Las comisiones de Minería, Energía y Combustibles y de Presupuesto y Hacienda del Senado emitieron dictamen favorable sobre el nuevo Marco Regulatorio de Biocombustibles. De esta manera, el proyecto de ley se tratará este jueves en el Senado.
La iniciativa unificó diversos proyectos legislativos para regular la elaboración, almacenaje, comercialización, mezcla y autoconsumo en todo el territorio nacional por un plazo de 15 años. El nuevo esquema legal estableció un incremento gradual en los porcentajes mínimos obligatorios de corte con combustibles fósiles.
Para el gasoil, la norma fijó un corte inicial del 7,5 % de biodiésel. A partir de los 12 meses de la sanción, la mezcla se elevará de forma obligatoria al 10 %. En el caso de las naftas, la mezcla obligatoria comenzará en un 12 % de bioetanol y ascenderá al 15 % tras cumplirse el primer año de vigencia. Dentro de dicho porcentaje, se garantiza una participación reservada del 6 % para el bioetanol de caña de azúcar y del 6 % para el producido a partir de maíz.
Ley de biocombustibles
Para transparentar las operaciones comerciales de abastecimiento, la ley dispuso la creación de un mercado electrónico. A través de este sistema unificado de subastas públicas, elaboradores y mezcladores acordarán mensualmente volúmenes y precios bajo estándares internacionales de comercio.

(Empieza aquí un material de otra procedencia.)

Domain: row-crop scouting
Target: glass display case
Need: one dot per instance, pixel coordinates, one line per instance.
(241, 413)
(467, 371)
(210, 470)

Asimismo, la Secretaría de Energía actuará como autoridad de aplicación y fiscalizará el cumplimiento de las normas de calidad y seguridad en las plantas industriales. En el plano fiscal, la iniciativa determinó que los biocombustibles no estarán gravados por el Impuesto a los Combustibles Líquidos (ICL) ni por el Impuesto al Dióxido de Carbono (ICO2).
Gran parte de la discusión y de la controversia pasó por el cupo asignado a las empresas integradas, que producen también el aceite de soja, y no integradas. Durante el período de transición del biodiésel, el esquema establece una participación diferenciada para resguardar a las pymes y ordenar la competencia.
En la etapa inicial con un corte del 7,5 %, la totalidad del volumen obligatorio se reserva exclusivamente a las empresas no integradas mediante el sistema oficial de comercialización. A medida que el corte obligatorio se eleva al 10 % y avanza el cronograma, la reserva para las no integradas disminuye de forma gradual pasando por el 6,5% hasta confluir en un 3,0% hacia 2031. Sin embargo, sobre la hora volvió a discutirse y llegaría a 4 %.
Además, se buscó evitar la concentración en el segmento protegido. Por lo que, ninguna empresa o grupo económico de elaboradores no integrados podrá superar el 10 % del volumen anual comercializado en dicho cupo.
La votación en el Senado definirá la sanción del proyecto de ley. Posteriormente, la Autoridad de Aplicación reglamentará los mecanismos de licitación y publicará las metodologías para calcular los precios de paridad de importación. De esta manera, las partes buscan que el nuevo régimen legal brinde previsibilidad y seguridad jurídica a las inversiones agroindustriales durante los próximos quince años.